[Go-essp-tech] [is-enes-sa2-jra4] Example of configuring a datanode to serve CMIP3-DRS

Mon Jul 5 12:10:03 MDT 2010

Hello gentle-people,

Here is my two cents on this whole DRS business.  I think that the
fundamental issue to all of this is the ability to do resource
resolution (lookup).  The issue of having urls match a DRS structure
that matches the filesystem is a red herring (IMHO).  The basic issue is
to be able to issue a query to the system such that you find what you
are looking for.  This query mechanism should be separate mechanism than
filesystem correspondence.  The driving issue behind the file system
correspondence push is so that people and/or applications can infer the
location of resources in some regimented way.  The true heart of the
issue is not with the file system.  The heart of the issue is to perform
a query such that you provide resource resolution.  The file system is a
familiar mechanism but it isn't the only one.  The file system takes a
query (the file system path) and returns the resource to us (the bits
sitting at an inode location somewhere that is memory mapped to some
physical platter and spindle location, that is mapped to the file system
path).  We are overloading the file system query mechanism when it is
not necessary.

I propose the following:  We create a *filter* and a small database (the
latter we already have in the publisher).  We send a *query* to the web
server the web server *filter* intercepts that *query* and resolves it,
using the database to the actual resource location and returns the
resource you want.  Implementing this in a filter divorces the query
structure from the file system structure.  The use of the database (that
is generated by the publisher when it scans) provides the resolution.
With this mechanism in place, WGET, as well as any other URL based tool
will be able to fetch the data as intended.

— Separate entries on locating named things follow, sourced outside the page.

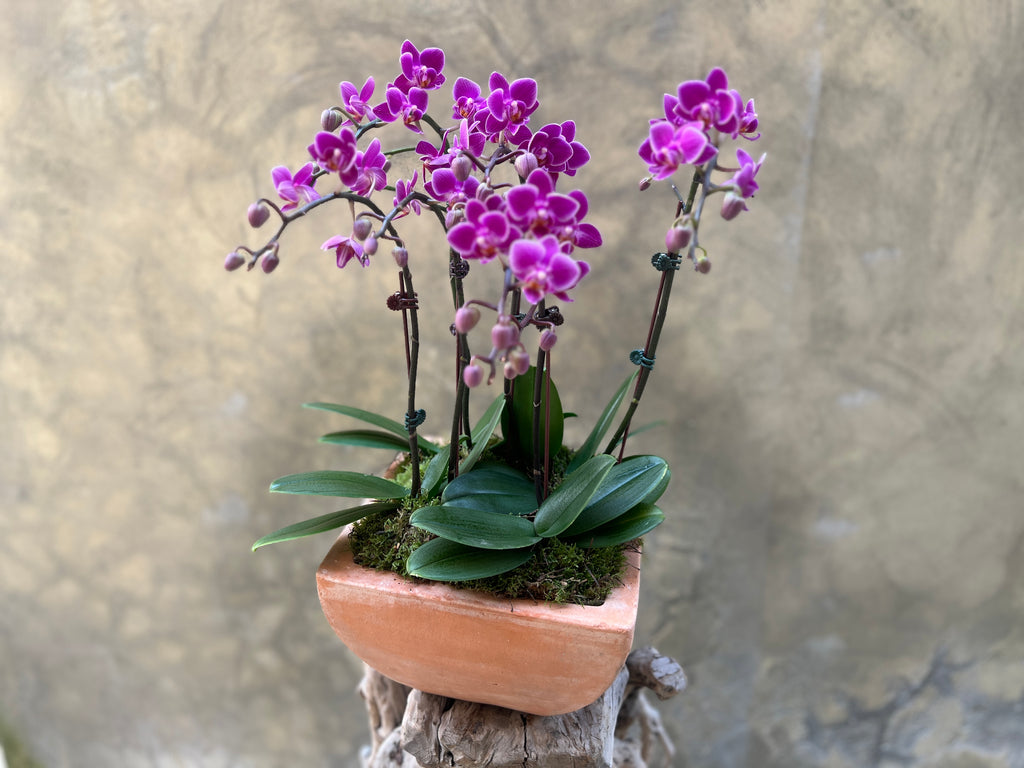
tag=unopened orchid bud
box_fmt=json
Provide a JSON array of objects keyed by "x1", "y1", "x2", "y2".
[
  {"x1": 452, "y1": 155, "x2": 473, "y2": 183},
  {"x1": 722, "y1": 191, "x2": 749, "y2": 221},
  {"x1": 665, "y1": 218, "x2": 693, "y2": 253},
  {"x1": 321, "y1": 110, "x2": 345, "y2": 133},
  {"x1": 249, "y1": 201, "x2": 270, "y2": 229},
  {"x1": 224, "y1": 251, "x2": 246, "y2": 272},
  {"x1": 540, "y1": 328, "x2": 558, "y2": 352},
  {"x1": 515, "y1": 152, "x2": 540, "y2": 178},
  {"x1": 490, "y1": 316, "x2": 519, "y2": 349},
  {"x1": 259, "y1": 251, "x2": 281, "y2": 274},
  {"x1": 506, "y1": 347, "x2": 529, "y2": 376},
  {"x1": 352, "y1": 216, "x2": 374, "y2": 241},
  {"x1": 462, "y1": 366, "x2": 483, "y2": 389},
  {"x1": 455, "y1": 305, "x2": 480, "y2": 334}
]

BTW: The "query" is whatever we make it up to be... (not a reference to
SQL query).

This gives the data-node admin the ability to put their files wherever
they want.  If they move files around and so on, they just have to
rescan with the publisher.  The issues around design and efficiency can
be address with varying degrees of cleverness.

I welcome any thoughts on this issue... Please talk me down :-). I think
it is about time we put this DRS issue to bed.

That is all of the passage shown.